First, history matters. Amongst those who desired a Conservative victory, there has been much talk about how Andrew Scheer and his team frittered away a “winnable” election. If only the Conservatives had chosen back in 2017 someone else – Rona Ambrose, Jason Kenney, Peter MacKay, John Baird – then the Conservatives would have steamrollered over Justin Trudeau. Well, none of them ran, and they did not run precisely because they did not fancy six years on the opposition benches before a chance for victory came. Why? Because as everyone knows, first-term governments in Canada are never defeated. Ever. Just doesn’t happen.

Okay, okay – there was one time 84 years ago, back in 1935, when the country was only 68 years old. R. B. Bennett was defeated in the midst of the Great Depression. And he was defeated by a former prime minister, Mackenzie King. So, the one time Canadians defeated a first-term government, it was to go back to the immediate past prime minister. We like stability.

The election was only winnable for the Conservatives in the sense that occasionally something that never happens does happen for the first time. By definition that is rare. It did happen this year that for the first time the party that won the most votes did not win the most seats, so make of that what you will. 

I think it means the Conservatives did better than any opposition party facing a first-term government has ever done, but we can argue about that. What is not debatable is that the Conservatives confounded expectations by not winning. No one ever has, so it should not have been expected.

Second, we are told that campaigns matter, often by people – pollsters, campaign managers, political commentators, journalists – who have a clear interest in people believing that campaigns matter. But do they? 

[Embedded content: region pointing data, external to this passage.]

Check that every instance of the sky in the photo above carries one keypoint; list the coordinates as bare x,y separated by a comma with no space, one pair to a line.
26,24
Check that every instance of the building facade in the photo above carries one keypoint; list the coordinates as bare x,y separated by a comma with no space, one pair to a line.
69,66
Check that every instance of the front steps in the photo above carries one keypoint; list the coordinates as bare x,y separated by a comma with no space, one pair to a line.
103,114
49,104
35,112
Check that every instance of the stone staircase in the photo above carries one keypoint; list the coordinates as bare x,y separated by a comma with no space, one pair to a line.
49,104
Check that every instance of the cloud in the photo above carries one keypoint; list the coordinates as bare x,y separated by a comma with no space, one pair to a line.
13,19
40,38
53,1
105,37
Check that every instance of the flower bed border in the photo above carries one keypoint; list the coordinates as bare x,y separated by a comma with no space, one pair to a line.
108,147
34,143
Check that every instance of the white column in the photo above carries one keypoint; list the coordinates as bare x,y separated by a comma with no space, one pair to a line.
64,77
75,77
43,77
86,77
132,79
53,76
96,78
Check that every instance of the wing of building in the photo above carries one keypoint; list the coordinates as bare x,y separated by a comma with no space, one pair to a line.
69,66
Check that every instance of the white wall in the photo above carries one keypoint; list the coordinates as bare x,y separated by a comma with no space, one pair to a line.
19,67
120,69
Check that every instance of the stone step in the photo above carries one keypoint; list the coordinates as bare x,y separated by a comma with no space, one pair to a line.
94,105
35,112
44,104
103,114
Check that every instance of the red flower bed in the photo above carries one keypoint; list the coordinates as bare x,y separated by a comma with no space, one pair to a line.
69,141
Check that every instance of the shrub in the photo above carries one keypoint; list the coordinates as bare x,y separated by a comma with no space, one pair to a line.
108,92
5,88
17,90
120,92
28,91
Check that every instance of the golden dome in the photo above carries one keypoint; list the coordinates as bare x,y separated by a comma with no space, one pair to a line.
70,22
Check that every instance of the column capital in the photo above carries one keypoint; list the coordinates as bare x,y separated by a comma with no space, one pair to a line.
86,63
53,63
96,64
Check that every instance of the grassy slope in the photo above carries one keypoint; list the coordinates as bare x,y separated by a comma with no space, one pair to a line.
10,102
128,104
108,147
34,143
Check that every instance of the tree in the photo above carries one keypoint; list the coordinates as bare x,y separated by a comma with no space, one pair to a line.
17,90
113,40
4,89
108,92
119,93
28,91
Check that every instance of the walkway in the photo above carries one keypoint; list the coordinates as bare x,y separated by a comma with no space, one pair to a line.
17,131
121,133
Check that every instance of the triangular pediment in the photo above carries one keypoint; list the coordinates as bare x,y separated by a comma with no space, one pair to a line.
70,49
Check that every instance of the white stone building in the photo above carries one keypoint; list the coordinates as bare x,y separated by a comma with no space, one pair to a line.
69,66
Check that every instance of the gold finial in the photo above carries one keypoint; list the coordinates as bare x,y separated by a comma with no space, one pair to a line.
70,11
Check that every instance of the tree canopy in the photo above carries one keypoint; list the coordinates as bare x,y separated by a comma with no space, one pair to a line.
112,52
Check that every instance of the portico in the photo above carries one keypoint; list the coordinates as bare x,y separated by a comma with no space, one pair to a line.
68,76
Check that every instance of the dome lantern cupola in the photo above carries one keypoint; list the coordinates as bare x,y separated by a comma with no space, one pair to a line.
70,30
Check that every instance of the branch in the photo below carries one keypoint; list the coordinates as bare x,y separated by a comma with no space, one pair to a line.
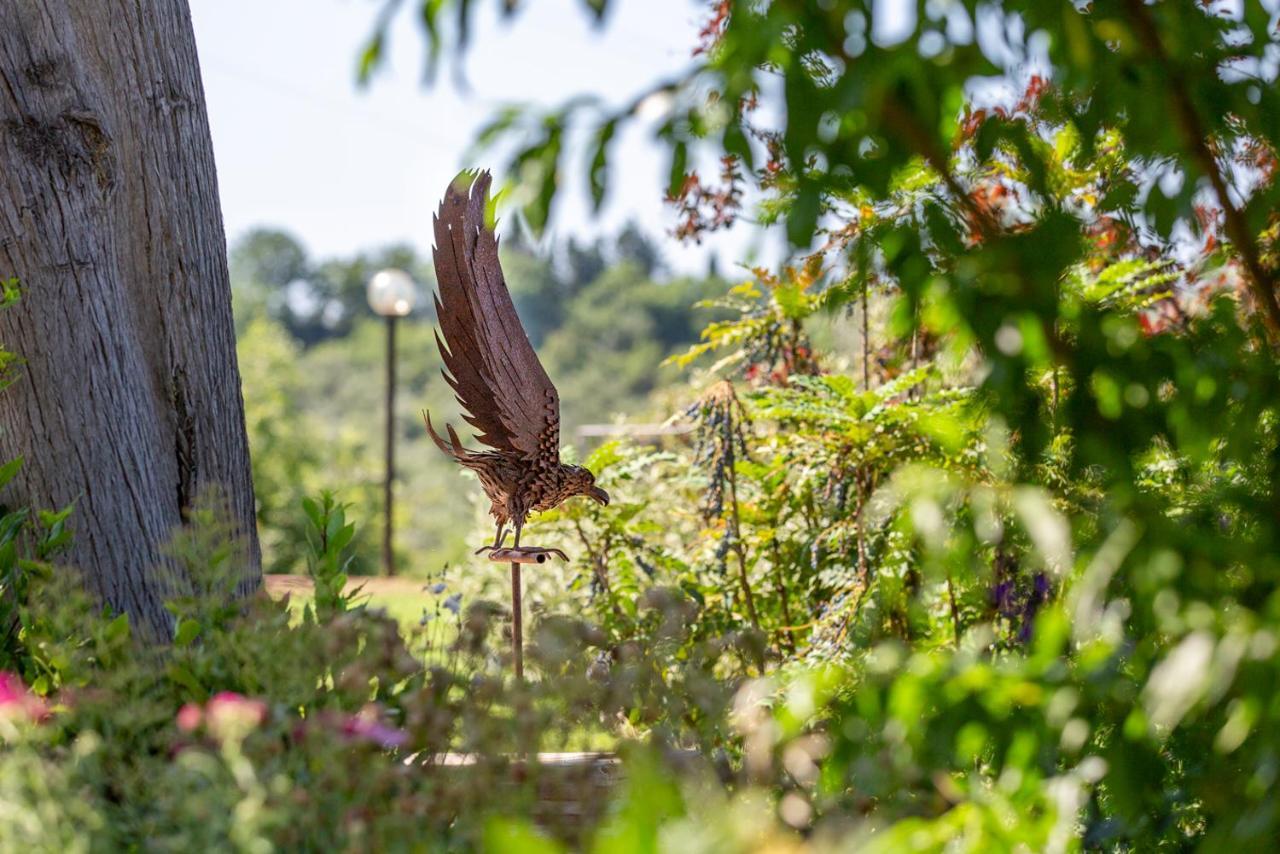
1197,141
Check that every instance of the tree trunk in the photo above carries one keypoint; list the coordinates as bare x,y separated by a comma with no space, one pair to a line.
128,403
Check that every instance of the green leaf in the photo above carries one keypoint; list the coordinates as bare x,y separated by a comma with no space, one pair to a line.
599,161
187,631
679,168
118,629
9,470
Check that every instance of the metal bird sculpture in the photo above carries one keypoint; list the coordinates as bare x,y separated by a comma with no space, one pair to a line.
496,375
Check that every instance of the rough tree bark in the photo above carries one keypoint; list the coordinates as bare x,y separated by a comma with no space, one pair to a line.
129,401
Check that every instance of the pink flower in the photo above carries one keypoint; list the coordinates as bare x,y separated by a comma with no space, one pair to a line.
365,726
17,702
227,715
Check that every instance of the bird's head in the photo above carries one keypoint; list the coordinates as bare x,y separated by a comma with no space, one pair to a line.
581,482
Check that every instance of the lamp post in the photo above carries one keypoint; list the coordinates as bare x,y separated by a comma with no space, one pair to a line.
391,295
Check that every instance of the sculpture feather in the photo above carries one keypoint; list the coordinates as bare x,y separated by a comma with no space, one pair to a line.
493,369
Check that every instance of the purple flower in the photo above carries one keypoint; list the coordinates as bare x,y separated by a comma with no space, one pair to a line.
366,726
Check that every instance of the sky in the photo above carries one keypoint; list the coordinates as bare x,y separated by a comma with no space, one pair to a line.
300,146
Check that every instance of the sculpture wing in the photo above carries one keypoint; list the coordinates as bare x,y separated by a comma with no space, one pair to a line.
490,365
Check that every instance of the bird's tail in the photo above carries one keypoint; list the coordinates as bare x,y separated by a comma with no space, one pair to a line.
453,447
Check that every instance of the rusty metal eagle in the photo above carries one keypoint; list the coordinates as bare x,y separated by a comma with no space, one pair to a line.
496,374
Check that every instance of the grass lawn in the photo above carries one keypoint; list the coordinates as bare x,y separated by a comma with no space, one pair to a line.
405,599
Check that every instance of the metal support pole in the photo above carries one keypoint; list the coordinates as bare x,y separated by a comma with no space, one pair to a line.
388,560
517,624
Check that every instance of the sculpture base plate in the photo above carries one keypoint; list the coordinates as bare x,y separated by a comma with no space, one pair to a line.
524,555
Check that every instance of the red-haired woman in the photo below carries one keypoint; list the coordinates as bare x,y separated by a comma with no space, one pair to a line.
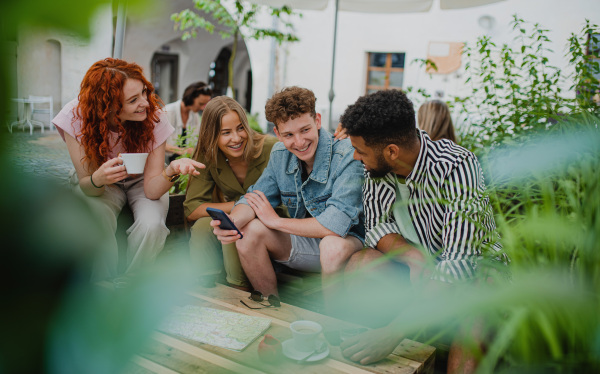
116,112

In Alberta earlier this year, the final vote count was almost exactly what polls had been showing as far back as November 2017, when Jason Kenney won the leadership of the newly unified conservative parties in Alberta. Between then and the election, the governing New Democrats entirely changed their climate policies, and spent 18 months decrying Kenney as the second coming – but much, much worse this time! – of Genghis Khan. None of it, despite fevered analysis of this or that surge, apparently made any difference. 

It is not the case that campaigns have no effect, but the latest federal campaign appears to have come in exactly where things have been for more than six months, with the Liberals and Conservatives very close in the 33 per cent to 34 per cent range of the popular vote. The late surge by the NDP and the Greens was less than advertised. Perhaps only the Bloc can be said to have changed its circumstances during the campaign itself.

Finally, religion took a beating in this campaign. In his post-mortem, my National Post colleague, Matt Gurney, wrote lines that he himself found distressing:

But the biggest mark against Scheer as a leader is probably his religious beliefs. I feel dirty even writing that, because I respect the right of every Canadian to hold their own views on spiritual matters. But I’m also a pragmatist. The Liberals, whenever facing any headwinds, will always, always play the so-con hidden agenda card. It’s low, and often pathetic, but it works, and they aren’t going to stop. And it works best of all when the leader is indeed in fact a social conservative, and one who seemed weirdly unable or unwilling to answer simple questions about how his faith intersects with his professionalism. These were questions the leader and party must have known were coming. They had nothing to say.

I wish we lived in a country where every citizen was permitted the respect and dignity of a private spiritual life. But that’s not the country we live in, especially if you’re a Conservative. It’s an automatic anchor wrapped around your neck. Perhaps if Scheer had been willing to confidently assert what his beliefs were, and also why he’d still avoid the contentious issues of abortion and gay marriage, Canadians might have been swayed by his sincerity. But his effort was late and barely half-hearted. It probably did more harm than good.

Let’s concede that Scheer could have handled the religion issue better; it remains ominous that there is a religion issue to handle. And while we will no doubt return to this topic, let it be noted that religion was an issue for the other opposition leaders as well. Elizabeth May began the campaign by apologizing for saying aloud what everyone who knows her knows, namely that she takes her Christian faith very seriously. 

Jagmeet Singh, who would be barred from employment in the Quebec public service because of his religious dress, could only manage to say that it made him “sad” to be the potential subject of religious persecution. He is more than sad about other matters such as ocean-borne plastic.

There was no surprise that the NDP did so poorly in Quebec; voters who support by a 2-1 margin the state prohibition of religious attire were never going to vote for a man in a turban. And when Justin Trudeau repeatedly said in the French debate that Scheer did not “share our Quebec values” it sounded very much like the language used to justify Bill 21, that people who insist on dressing like Singh are alien to those same Quebec “values."

History made this election predictable, the campaign itself was marginal and the treatment of religion made it lamentable. What’s the old line about democracy being the worst system of government except for all the others? Agreed.